Structure of intestinal microbial communities in Peromyscus gossypinus mice trapped at the Savannah River Site. (A) Nonmetric multidimensional scaling plot of bacterial/archaeal OTU frequency after log transformation, which reduces the influence of the most abundant OTUs. Dashed lines represent percentage of similarity of clusters using SIMPROF: green lines, 20%; dashed blue lines, 40%; dashed cyan lines, 60%; and dashed red lines, 80%. (B) Canonical analysis of principal coordinates based on a Bray-Curtis dissimilarity matrix of log-transformed bacterial/archaeal OTU frequencies. (C) Distance-based redundancy analysis (dBRDA) representing raw Pearson correlations for habitat variables and bacterial/archaeal OTUs. Vectors are overlaid to represent the different HMs and factors most important to the modeling approach. The length and direction of vectors indicate the strength and direction of the relationship. Fitted variation refers to variance within the linear model created during the DistLM analysis. The total variation refers to the variance within the original data. Blue triangles represent samples from Ash Basins (AB), red upside-down triangles represent samples from Pond B (PB), green squares represent samples from Tim’s Branch (TB), and pink diamonds represent samples from the Upper Three Runs (UR).
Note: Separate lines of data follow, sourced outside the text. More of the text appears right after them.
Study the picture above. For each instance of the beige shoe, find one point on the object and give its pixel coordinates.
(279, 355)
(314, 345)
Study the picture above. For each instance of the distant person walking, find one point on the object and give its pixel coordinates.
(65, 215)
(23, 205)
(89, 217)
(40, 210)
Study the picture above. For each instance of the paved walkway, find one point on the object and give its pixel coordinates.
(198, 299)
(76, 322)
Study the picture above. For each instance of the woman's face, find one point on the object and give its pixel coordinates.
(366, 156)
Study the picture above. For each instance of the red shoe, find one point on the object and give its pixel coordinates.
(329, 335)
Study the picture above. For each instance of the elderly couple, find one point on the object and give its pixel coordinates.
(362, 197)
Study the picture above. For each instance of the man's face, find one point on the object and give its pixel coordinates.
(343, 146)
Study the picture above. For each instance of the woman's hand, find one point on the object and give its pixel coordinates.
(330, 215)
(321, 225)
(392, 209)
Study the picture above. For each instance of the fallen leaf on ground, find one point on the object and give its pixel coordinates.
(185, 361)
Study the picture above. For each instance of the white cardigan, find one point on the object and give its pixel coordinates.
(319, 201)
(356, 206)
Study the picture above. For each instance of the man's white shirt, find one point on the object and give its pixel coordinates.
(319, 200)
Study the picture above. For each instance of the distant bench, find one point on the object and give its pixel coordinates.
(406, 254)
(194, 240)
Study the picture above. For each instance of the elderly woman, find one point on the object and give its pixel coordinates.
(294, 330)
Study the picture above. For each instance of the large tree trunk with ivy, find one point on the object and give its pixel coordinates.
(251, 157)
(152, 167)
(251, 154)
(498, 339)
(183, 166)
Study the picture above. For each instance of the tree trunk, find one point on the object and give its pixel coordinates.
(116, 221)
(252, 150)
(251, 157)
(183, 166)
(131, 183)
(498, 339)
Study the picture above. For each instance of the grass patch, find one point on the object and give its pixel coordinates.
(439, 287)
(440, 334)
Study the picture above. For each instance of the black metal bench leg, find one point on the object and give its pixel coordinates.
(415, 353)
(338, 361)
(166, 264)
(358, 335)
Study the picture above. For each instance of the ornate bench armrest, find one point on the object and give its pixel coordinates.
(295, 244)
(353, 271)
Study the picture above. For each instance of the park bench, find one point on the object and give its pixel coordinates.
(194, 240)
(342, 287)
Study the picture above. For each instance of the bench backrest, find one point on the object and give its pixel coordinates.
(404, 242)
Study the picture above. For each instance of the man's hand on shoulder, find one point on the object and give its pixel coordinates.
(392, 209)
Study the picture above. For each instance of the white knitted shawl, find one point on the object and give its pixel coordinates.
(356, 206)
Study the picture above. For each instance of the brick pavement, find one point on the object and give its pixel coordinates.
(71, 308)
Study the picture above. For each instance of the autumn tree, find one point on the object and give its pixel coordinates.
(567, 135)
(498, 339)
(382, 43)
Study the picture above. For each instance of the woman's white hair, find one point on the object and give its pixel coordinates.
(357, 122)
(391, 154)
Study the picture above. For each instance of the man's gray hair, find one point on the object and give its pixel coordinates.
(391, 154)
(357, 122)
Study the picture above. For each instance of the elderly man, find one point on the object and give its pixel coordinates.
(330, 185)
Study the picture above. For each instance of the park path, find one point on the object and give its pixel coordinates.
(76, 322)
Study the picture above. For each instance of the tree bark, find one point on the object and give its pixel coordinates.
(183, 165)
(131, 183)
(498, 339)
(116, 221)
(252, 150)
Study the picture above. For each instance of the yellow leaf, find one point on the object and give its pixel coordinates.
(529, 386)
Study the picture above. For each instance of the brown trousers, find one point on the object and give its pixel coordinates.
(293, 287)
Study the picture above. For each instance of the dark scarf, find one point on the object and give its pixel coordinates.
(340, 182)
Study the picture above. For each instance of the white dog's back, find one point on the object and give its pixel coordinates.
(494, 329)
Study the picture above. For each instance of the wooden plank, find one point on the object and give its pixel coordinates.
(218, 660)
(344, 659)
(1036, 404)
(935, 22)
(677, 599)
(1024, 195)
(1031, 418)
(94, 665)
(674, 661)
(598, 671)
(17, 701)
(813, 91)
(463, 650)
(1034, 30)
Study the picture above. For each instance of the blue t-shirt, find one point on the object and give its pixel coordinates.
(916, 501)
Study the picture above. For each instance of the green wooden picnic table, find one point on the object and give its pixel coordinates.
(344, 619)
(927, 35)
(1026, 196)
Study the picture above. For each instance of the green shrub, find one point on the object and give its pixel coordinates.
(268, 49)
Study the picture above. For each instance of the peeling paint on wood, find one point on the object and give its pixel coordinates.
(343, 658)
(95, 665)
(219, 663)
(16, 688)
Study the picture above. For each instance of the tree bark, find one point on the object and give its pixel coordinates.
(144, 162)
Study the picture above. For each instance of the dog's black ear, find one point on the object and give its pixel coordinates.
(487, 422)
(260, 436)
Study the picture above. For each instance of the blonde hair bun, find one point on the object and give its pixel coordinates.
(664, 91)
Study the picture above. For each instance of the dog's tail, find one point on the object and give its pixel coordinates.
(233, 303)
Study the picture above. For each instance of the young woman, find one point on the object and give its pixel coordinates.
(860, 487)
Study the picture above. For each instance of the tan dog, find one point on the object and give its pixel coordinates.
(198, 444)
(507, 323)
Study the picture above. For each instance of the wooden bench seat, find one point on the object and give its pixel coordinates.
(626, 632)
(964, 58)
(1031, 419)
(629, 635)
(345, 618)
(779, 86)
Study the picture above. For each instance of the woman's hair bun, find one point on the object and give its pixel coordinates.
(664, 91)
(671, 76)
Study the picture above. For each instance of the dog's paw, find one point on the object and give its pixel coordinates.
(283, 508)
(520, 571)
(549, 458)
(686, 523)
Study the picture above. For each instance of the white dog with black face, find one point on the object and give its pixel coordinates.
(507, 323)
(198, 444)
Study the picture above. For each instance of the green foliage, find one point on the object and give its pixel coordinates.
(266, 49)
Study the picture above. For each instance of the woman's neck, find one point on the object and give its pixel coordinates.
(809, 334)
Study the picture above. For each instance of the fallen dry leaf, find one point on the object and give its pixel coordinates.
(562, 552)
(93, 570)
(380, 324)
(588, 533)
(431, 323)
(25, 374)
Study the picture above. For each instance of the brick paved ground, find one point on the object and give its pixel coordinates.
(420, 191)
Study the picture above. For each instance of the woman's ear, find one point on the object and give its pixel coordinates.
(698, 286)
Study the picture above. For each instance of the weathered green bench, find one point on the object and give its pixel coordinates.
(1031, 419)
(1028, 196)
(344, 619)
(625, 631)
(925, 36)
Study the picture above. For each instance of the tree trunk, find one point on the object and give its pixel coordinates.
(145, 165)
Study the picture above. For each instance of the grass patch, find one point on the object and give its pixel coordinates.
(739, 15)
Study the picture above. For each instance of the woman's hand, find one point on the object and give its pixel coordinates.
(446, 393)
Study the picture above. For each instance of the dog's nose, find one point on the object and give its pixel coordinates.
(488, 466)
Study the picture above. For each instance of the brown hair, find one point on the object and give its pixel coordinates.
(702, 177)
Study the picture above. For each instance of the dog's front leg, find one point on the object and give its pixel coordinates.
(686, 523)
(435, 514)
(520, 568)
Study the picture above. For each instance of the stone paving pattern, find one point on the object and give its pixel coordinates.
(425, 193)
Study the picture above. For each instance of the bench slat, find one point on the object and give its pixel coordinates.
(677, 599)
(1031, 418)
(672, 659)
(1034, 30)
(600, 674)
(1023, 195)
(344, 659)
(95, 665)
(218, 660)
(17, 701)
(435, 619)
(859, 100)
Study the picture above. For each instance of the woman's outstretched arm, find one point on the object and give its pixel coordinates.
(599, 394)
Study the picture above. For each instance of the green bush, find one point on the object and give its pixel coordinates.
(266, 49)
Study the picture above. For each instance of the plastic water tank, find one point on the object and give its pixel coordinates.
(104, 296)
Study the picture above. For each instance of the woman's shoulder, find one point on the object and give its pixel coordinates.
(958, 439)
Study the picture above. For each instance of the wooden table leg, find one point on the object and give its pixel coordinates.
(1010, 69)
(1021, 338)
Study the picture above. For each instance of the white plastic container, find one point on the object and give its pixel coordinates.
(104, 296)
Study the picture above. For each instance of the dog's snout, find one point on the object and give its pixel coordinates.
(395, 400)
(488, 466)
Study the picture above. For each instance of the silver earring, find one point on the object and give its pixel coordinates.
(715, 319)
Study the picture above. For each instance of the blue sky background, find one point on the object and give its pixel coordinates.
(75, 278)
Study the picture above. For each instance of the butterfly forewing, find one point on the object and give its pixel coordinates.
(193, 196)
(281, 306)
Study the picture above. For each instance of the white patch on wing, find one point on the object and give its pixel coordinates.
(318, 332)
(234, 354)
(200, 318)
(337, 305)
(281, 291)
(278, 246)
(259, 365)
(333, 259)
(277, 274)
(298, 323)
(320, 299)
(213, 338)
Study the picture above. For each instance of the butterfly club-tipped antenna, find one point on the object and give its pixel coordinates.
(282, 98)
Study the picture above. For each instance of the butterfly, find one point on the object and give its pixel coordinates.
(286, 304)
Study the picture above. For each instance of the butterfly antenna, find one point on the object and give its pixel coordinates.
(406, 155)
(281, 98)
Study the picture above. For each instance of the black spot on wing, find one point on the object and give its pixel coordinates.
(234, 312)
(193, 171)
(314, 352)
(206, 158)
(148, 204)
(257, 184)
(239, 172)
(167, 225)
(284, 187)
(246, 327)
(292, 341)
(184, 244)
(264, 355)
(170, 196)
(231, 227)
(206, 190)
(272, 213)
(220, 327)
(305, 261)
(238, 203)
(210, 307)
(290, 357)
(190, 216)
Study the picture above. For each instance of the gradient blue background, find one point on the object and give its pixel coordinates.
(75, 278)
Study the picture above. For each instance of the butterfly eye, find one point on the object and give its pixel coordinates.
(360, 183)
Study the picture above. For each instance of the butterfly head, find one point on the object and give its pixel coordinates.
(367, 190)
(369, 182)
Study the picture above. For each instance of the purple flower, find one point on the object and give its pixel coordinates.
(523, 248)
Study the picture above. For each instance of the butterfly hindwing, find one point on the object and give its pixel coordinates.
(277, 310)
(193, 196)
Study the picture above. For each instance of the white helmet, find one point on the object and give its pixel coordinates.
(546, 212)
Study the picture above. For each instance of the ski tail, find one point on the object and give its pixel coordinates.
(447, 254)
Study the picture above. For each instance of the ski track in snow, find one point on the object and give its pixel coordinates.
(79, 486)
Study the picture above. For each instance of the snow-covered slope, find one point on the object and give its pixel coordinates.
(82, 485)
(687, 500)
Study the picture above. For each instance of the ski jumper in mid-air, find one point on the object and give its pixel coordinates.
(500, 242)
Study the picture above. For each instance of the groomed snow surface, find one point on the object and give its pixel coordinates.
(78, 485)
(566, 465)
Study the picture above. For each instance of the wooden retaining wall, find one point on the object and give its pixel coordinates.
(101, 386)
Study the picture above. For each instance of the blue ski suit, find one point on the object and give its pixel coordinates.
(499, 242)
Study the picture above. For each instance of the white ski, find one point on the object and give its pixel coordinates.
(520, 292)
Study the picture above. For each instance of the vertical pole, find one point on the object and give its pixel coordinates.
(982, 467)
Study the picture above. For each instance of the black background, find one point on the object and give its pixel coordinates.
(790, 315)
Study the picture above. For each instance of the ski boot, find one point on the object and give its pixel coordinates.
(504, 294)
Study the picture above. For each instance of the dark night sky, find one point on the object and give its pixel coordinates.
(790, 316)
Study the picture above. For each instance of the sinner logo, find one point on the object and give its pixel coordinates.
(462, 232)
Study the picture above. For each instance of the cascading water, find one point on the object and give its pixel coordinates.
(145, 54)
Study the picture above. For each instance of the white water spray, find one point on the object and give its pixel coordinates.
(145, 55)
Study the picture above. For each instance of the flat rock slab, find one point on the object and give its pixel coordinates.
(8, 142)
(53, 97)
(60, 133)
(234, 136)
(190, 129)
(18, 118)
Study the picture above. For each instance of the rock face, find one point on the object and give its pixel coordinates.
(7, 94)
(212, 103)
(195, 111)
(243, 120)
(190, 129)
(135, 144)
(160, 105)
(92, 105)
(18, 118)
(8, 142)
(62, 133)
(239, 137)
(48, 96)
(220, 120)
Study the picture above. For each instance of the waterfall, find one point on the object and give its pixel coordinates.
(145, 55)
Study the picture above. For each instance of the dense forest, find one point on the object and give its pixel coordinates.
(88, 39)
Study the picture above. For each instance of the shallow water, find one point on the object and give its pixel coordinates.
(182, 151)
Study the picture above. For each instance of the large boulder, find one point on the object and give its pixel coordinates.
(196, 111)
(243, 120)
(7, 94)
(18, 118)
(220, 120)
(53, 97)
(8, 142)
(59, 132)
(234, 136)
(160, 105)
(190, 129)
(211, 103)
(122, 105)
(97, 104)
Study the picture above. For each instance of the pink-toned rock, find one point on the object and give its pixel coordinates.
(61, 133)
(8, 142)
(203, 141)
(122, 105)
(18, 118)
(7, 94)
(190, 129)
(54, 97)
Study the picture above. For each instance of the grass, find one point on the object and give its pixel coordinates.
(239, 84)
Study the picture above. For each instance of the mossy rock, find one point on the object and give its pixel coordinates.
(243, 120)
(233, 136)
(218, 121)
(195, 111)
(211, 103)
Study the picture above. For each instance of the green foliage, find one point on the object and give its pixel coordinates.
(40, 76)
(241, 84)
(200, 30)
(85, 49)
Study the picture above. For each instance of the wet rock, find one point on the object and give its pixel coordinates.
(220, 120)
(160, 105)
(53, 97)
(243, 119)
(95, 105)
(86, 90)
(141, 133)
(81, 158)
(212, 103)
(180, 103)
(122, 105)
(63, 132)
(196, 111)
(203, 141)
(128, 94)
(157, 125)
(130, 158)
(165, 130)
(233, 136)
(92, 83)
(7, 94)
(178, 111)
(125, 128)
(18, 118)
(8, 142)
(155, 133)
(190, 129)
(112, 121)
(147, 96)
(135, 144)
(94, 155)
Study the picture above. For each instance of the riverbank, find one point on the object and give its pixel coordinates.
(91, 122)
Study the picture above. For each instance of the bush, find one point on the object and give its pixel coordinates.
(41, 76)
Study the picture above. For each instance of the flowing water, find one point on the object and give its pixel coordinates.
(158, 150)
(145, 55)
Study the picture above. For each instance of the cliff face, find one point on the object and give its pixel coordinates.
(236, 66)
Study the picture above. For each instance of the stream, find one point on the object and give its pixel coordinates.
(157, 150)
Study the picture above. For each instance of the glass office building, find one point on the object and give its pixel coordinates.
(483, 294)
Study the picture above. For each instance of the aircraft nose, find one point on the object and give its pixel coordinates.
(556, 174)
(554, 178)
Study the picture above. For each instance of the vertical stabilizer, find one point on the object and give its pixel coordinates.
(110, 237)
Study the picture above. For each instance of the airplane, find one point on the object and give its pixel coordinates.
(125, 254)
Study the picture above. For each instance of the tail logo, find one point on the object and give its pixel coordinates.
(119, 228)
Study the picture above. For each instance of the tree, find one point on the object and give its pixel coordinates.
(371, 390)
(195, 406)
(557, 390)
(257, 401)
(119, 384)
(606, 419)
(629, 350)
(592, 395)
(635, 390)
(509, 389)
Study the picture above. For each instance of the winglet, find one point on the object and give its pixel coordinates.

Predicting antibiotic and metal resistance genes from 16S rRNA data using PICRUSt.

For the 171 intestinal samples, the weighted mean of the nearest sequenced taxon index (NSTI), which measures the prediction accuracy of PICRUSt, was 0.15 ± 0.07, which is similar to a previous study on soils (41). When examining the proportion of sequences belonging to signaling pathways that confer resistance to HM contamination, we found significant differences in the pathway categories “Xenobiotics Biodegradation and Metabolism” (P = 3.82e−5, false-discovery rate [FDR] corrected) and “Membrane Transport” (P = 1.04e−4) (Table S6). We also examined the relative abundance of several KEGG orthologs (KOs) that correspond to antibiotic resistance genes (ARGs) or metal resistance genes (MRGs) to examine differences between sampling sites (see Table S8 in the supplemental material). Several of these KOs, such as TC.HME (K07239; heavy metal exporter), mdtB (K07788; multidrug pump), chrA (K07240; chromate transporter), and copper resistance genes cusS (K07644) and cusA (K07787), among others, were significantly enriched (P < 0.01, FDR corrected) in mice from the contaminated sites compared to the reference (see Tables S9 and S10 in the supplemental material). Based on the 16S rRNA data, the PICRUSt script metagenome_contributions.py revealed that taxa such as Pseudomonas spp., Epulopiscium spp., Adlercreutzia spp., Ruminococcus spp., Desulfovibrio spp., and Treponema spp. contributed the greatest number of matched reads for several predicted ARG- and MRG-like genes (see Table S11 in the supplemental material).

Metagenome sequencing and assembly summary.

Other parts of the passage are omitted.